A guerra e a invasão da Ucrânia

Quinta-feira, 03 Março 2022
A guerra e a invasão da Ucrânia

 

 

Sempre fui contra o pensamento único, as visões a preto e branco, a arrogância dos que têm verdades absolutas, os que proclamam as novas verdades contra os demónios, as verdades programadas sem crítica, as meias-verdades … nem é preciso ler, argumentos não interessam, conhecimentos desprezam-se.

A violação do território de um país, não é admissível face ao direito internacional. As invasões são condenáveis. É condenável na Ucrânia, como a ocupação e bombardeamento recorrente dos territórios palestinianos, como a invasão e destruição da Jugoslávia, do Iraque, da Síria, da Líbia, do Afeganistão, Iémen, etc., etc.

Putin faz parte de um grupo que tomou o poder, primeiro na sequência de um aplauso ocidental com Yeltsin, apropriando-se, ele e os seus amigos, dos recursos da Rússia, com aplauso dos neoliberais; outros oligarcas do mesmo tipo, máfias também, surgiram na Ucrânia, levando a uma emigração descontrolada;

Na Rússia atual não há democracia. Mas na Ucrânia também não há. O regime pró-ocidental atual surgiu de um golpe de estado na praça Maidan, com milícias que invadiram até o parlamento eleito. Fizeram-se eleições controladas, onde muitos milhões não puderam votar. Mais de oito milhões de russos ucranianos, centenas de milhares de tártaros, outras minorias que falam polaco, bielorrusso, moldavo, húngaro, russino, estão proibidos de falar a sua língua nos organismos oficiais, incluindo as escolas. No censo de 2001 67,5 % falavam ucraniano, 29,6% russo.;

Para além de Putin, que suponho que já não durará muito, há a Rússia e a Ucrânia. E muitos russos das diferentes repúblicas estão descontentes e indignados com a invasão. A Rússia é também um país que contribuiu para a cultura europeia e para a civilização universal, com Tolstoi, Dostoievsky, Gorki …, Chostakovitch, Tchaikovsky, Stravinsky, … Kandinsky, Chagal, … tantos matemáticos, investigadores, jogadores de xadrez, astronautas, etc, etc. Muitos deles são comuns a uma cultura russa e ucraniana. Durante a segunda guerra mundial, quando tudo parecia perdido, quando a França de Pétain, a Hungria e outros, despachavam comboios de judeus e outros suspeitos para os campos de morte, combatia-se na Rússia, Ucrânia e Bielorrússia que ficaram devastadas. Nos territórios da antiga URSS foram mais de 20 milhões de mortos!

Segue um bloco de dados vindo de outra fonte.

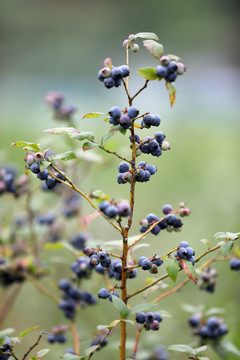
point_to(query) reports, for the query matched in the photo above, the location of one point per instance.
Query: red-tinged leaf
(148, 73)
(154, 48)
(89, 145)
(172, 92)
(61, 130)
(27, 145)
(188, 268)
(93, 115)
(90, 217)
(107, 63)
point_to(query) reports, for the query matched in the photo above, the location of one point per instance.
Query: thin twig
(75, 337)
(140, 90)
(34, 345)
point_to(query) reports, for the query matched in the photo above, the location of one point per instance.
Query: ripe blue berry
(133, 112)
(115, 112)
(103, 293)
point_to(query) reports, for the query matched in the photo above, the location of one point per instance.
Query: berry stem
(140, 90)
(75, 337)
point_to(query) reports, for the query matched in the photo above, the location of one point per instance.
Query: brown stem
(75, 337)
(75, 188)
(34, 345)
(8, 303)
(140, 90)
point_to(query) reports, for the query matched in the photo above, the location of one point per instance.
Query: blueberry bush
(56, 177)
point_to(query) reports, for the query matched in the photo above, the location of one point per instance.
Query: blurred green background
(60, 45)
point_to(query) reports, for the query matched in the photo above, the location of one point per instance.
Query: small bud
(38, 157)
(181, 69)
(165, 146)
(135, 48)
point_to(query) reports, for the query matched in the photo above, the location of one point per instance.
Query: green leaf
(6, 332)
(112, 131)
(82, 135)
(62, 130)
(142, 307)
(206, 242)
(42, 352)
(27, 145)
(121, 306)
(230, 347)
(226, 248)
(174, 57)
(154, 48)
(93, 115)
(188, 268)
(146, 35)
(22, 334)
(68, 155)
(172, 269)
(148, 73)
(172, 92)
(89, 145)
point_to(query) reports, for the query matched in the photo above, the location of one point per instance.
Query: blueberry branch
(113, 153)
(140, 90)
(75, 337)
(75, 188)
(34, 345)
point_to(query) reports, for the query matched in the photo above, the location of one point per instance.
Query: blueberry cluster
(235, 264)
(170, 222)
(123, 119)
(57, 334)
(112, 76)
(207, 280)
(60, 111)
(211, 329)
(8, 183)
(150, 320)
(142, 173)
(112, 210)
(150, 120)
(5, 352)
(78, 241)
(150, 264)
(185, 252)
(154, 146)
(105, 294)
(73, 297)
(169, 69)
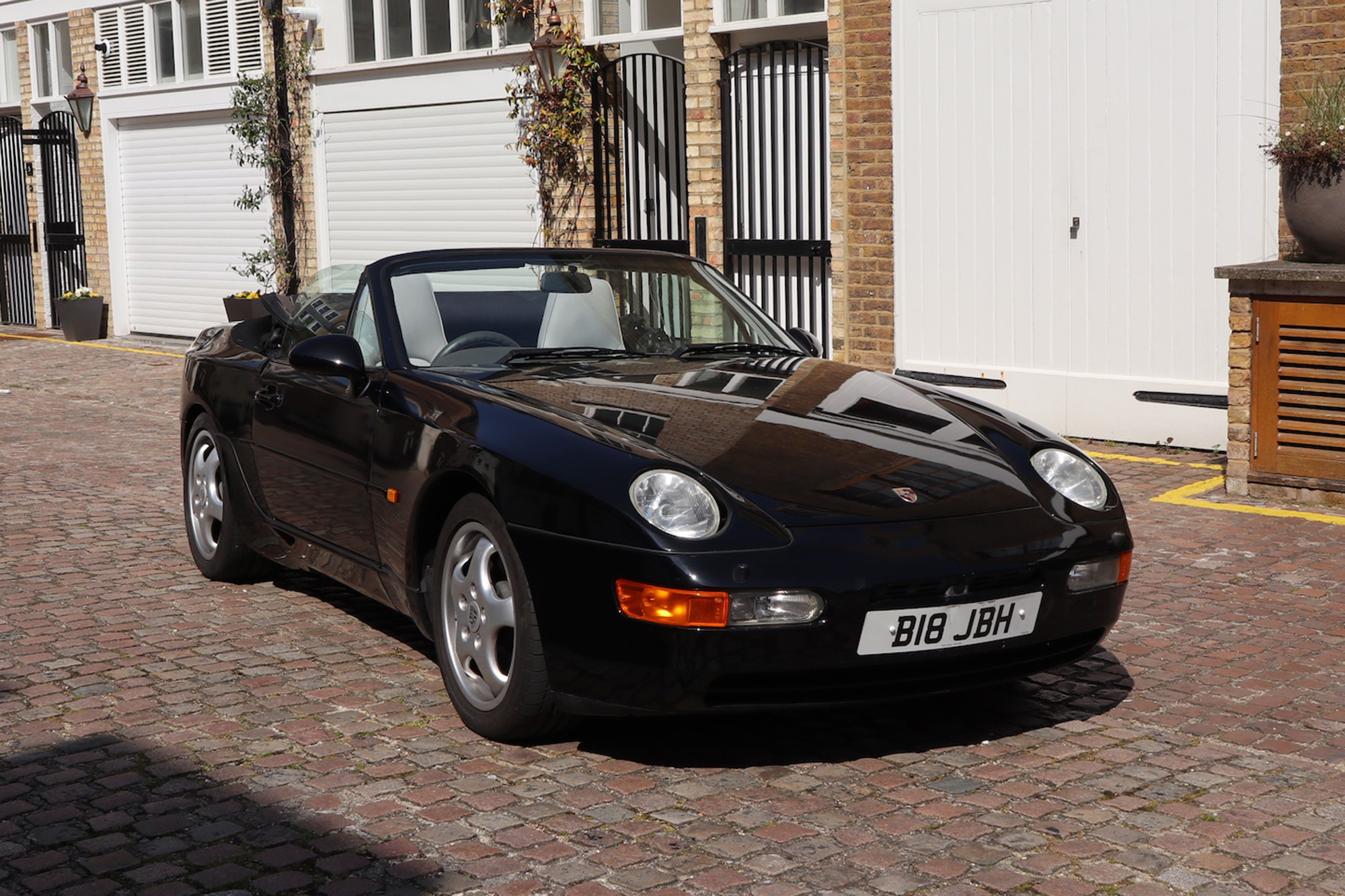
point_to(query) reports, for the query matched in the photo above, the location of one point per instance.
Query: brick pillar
(863, 268)
(1239, 395)
(301, 123)
(92, 186)
(704, 53)
(30, 155)
(1312, 36)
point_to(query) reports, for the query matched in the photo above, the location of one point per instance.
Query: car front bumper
(602, 662)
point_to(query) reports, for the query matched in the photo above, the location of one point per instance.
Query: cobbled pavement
(165, 735)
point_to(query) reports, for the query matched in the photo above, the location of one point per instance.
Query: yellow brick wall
(1312, 48)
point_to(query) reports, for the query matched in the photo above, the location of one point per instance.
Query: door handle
(268, 397)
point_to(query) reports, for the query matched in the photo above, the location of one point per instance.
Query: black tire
(212, 532)
(486, 637)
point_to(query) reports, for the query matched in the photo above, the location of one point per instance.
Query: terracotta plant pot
(1315, 209)
(81, 319)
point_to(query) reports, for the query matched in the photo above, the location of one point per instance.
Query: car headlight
(1073, 477)
(676, 503)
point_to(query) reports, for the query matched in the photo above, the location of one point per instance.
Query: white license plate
(903, 631)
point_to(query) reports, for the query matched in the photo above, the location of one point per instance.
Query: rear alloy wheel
(216, 545)
(490, 651)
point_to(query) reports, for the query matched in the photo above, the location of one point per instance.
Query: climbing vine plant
(553, 126)
(270, 126)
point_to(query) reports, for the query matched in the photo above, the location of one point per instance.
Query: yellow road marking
(87, 345)
(1186, 495)
(1153, 460)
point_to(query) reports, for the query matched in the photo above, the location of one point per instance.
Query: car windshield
(543, 307)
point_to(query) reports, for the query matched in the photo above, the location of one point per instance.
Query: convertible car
(607, 483)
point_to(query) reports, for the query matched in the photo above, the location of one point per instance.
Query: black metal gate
(640, 138)
(777, 181)
(63, 206)
(17, 300)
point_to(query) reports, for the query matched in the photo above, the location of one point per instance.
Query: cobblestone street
(165, 735)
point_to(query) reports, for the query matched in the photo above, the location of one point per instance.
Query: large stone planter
(239, 309)
(81, 319)
(1315, 209)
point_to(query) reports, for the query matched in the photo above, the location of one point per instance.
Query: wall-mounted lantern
(547, 53)
(81, 103)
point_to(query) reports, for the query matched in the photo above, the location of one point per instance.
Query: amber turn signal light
(673, 606)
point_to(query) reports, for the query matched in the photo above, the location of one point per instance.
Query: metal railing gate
(17, 299)
(640, 139)
(777, 181)
(63, 206)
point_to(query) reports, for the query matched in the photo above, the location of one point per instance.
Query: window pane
(42, 60)
(361, 30)
(165, 67)
(399, 29)
(61, 56)
(740, 10)
(196, 67)
(614, 17)
(662, 14)
(477, 25)
(10, 63)
(439, 32)
(520, 30)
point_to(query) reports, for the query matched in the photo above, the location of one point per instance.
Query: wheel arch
(435, 503)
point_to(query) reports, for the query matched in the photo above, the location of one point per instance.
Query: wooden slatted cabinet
(1299, 391)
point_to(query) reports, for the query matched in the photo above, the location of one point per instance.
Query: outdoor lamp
(81, 103)
(547, 52)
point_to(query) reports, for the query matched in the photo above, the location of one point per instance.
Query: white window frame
(53, 64)
(10, 95)
(180, 42)
(773, 17)
(457, 37)
(592, 25)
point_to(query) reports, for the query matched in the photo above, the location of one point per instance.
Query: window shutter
(108, 26)
(135, 46)
(219, 41)
(248, 37)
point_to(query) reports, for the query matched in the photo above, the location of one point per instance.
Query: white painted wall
(1141, 118)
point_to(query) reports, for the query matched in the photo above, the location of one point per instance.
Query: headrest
(566, 282)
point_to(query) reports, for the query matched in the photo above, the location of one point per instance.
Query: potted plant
(244, 306)
(80, 313)
(1312, 171)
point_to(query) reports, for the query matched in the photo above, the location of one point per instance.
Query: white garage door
(1071, 173)
(181, 227)
(424, 178)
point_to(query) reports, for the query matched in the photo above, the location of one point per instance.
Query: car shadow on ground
(106, 814)
(356, 604)
(1079, 690)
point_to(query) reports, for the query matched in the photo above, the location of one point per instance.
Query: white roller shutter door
(182, 229)
(424, 178)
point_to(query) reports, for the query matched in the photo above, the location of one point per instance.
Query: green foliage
(270, 136)
(1313, 150)
(553, 126)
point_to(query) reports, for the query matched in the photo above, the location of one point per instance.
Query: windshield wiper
(567, 352)
(734, 348)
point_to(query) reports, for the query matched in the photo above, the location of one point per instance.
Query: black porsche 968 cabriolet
(606, 483)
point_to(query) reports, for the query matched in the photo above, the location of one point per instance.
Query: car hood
(812, 442)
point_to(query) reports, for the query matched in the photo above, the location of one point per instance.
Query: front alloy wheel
(479, 604)
(486, 635)
(213, 534)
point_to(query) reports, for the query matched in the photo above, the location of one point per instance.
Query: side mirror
(332, 356)
(806, 341)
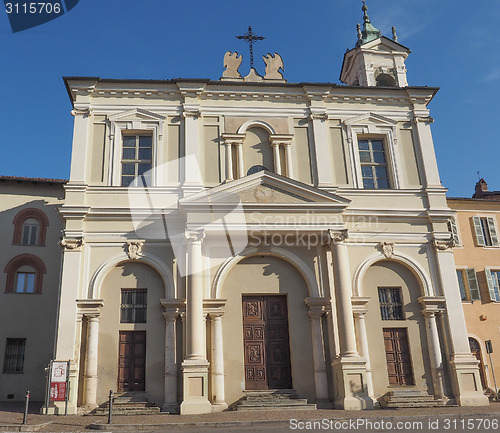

A ideia é aniquilar ou encerrar a Rússia? Espero que não. Espero que se integre e seja integrada. Como dizia De Gaulle: A Europa vai do Atlântico aos Urais.

Agora temos as sanções. Serão algumas legítimas em situação de guerra, como o embargo de armas. Mas há sanções que põem em causa o sistema financeiro mundial, a confiança, a credibilidade e a continuidade. A censura torna-se perigosa. Grave também é o boicote ao desporto e à cultura. A história mostra até que pode ser contraproducente: se os EUA tivessem boicotado os Jogos Olímpicos de Berlim em 1936, nunca teriam a vitória do atleta Jess Owens que ajudou a destruir a doutrina racista de Hitler;

Os refugiados. É fundamental tomar medidas para os acolher. Mas a todos, da Ucrânia, a todos das várias guerras. Há muitos que só podem fugir para a Rússia, porque são ucranianos russos e não os querem noutros lados. Agora aparecem alguns países “solidários”, quando ainda há pouco víamos refugiados sírios a tiritar de frio junto às fronteiras eletrificadas da Polónia e Hungria. O Brexit ganhou em parte por xenofobia em relação ao “canalizador polaco”.

Por vezes chego à conclusão que é tempo desperdiçado falar destas coisas. Mas cada um pense o que quiser.

De resto, tudo bem. Esperemos pela inflação e outras consequências. Como de costume, os países periféricos vão pagar as crises que outros provocaram.